Chiang’s team created an ADC that consumes only 21 milli-Watts of power at 10 GHz for ultra wideband wireless communications. Other converters at comparable speeds consume hundreds of mW or even Watts of power, so not only does their converter have the highest power-efficiency in the world, it holds the record by a substantial margin once resolution is also factored in.
“It’s like the equivalent of creating the world’s most fuel-efficient vehicle,” Chiang said. “Our team is able to create one that’s better than everything else.”
The ADC works on the principle of the binary search where each step in the algorithm reduces the search range by half, according to Swindlehurst. He explained that the full circuit interleaves eight channels, each running at 1.25 GHz, to achieve the desired 10 GHz sampling rate.
Chiang said Swindlehurst is the principal author of this work, which led to the successful defense of his Ph.D. degree.
The project overall was a high-risk undertaking that required meticulous planning and execution, according to Chiang. The team spent four years working on the project - three years to design the chip and one year to test it. A single mistake in the design would have taken an additional year to correct.
“We were on a lot of time constraints to meet tapeout deadlines,” Swindlehurst said.

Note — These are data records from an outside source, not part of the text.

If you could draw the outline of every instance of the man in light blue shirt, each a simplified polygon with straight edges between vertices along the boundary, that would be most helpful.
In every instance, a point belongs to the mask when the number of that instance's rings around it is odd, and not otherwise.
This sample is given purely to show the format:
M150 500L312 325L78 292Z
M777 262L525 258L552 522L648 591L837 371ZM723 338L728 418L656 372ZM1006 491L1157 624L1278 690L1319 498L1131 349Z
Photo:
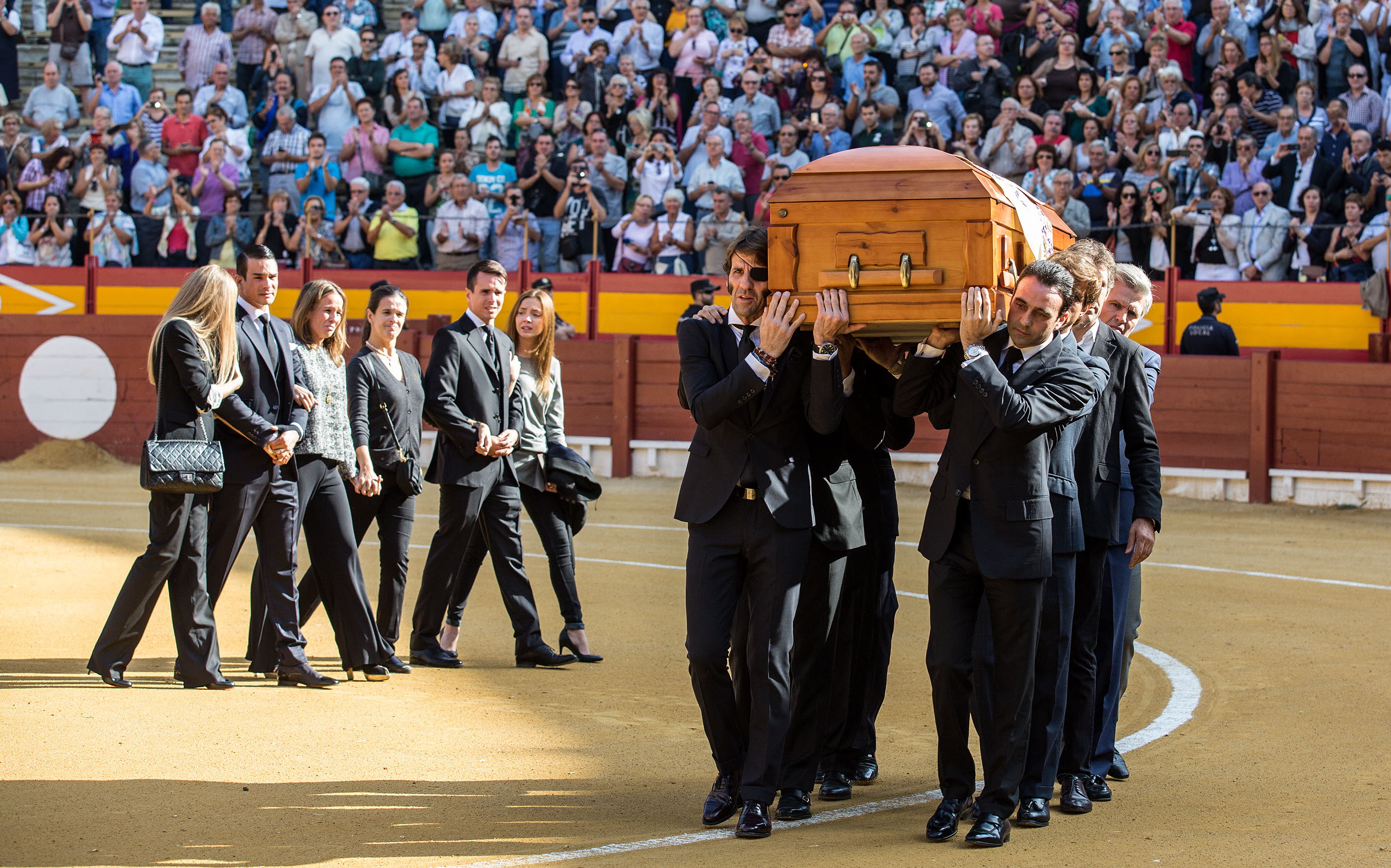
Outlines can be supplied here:
M828 153L850 150L850 134L840 128L840 107L826 103L821 107L821 124L807 136L807 156L819 160Z
M950 142L965 120L961 97L938 79L938 68L932 64L918 67L918 82L922 86L908 92L908 114L926 111L928 120L942 131L942 140Z
M209 106L221 106L231 125L241 129L246 125L246 95L232 86L232 70L227 64L213 67L213 83L203 85L193 95L193 114L204 117Z
M160 235L164 231L163 217L143 216L145 202L152 198L154 200L152 209L168 207L170 172L160 163L160 143L145 139L140 145L140 159L131 170L131 210L135 211L135 238L139 242L135 264L142 268L159 264Z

Tapeouts were only a couple times a year with a three-month turnaround time, so he said the team had a limited amount of time to test, debug, implement new features, and layout the circuit before the next tapeout.
“It’s like building a little city,” Chiang said. “There are so many details that went into this project.” He said the chip had thousands of connections and if even one was reversed, it could destroy the entire thing.
But, Swindlehurst said, despite the hard work and long hours, it was something he enjoyed. It didn’t feel like work at all.
They took careful steps and ran simulations before the official tapeout - the one that would take a year to correct if anything went wrong. But even simulations fail to capture everything that could happen. Chiang said a lot of human factors could interfere.
Fortunately, the students had perfected the design. Chiang remembers the day they were finally able to prove the chip worked. “We were ecstatic,” he said. “We were jumping up and down in the lab, shaking hands, high-fiving each other.”
Swindlehurst said this was the most rewarding part of the whole experience. “When those risks paid off, it felt really good,” he said.
They first published their findings in a conference a year ago, and recently their findings were published in the most prestigious journal in the circuit design field: the IEEE Journal of Solid-State Circuits. The journal is extremely selective, and the most recent BYU paper it published was authored by Professor David Comer in 1996.
A lot of publicity likely waits on the horizon. “Now BYU is officially known in the circuit design community at large,” Chiang said. He said he will probably be traveling and speaking to spread the ideas from this project, and his students will see doors and job opportunities opening up.
Chiang plans to use ideas from the project for his other research with circuits to seek the next power-efficiency world record.
“The design techniques we used to minimize power and maximize speed are likely to be used in next generation communication circuits,” Swindlehurst said.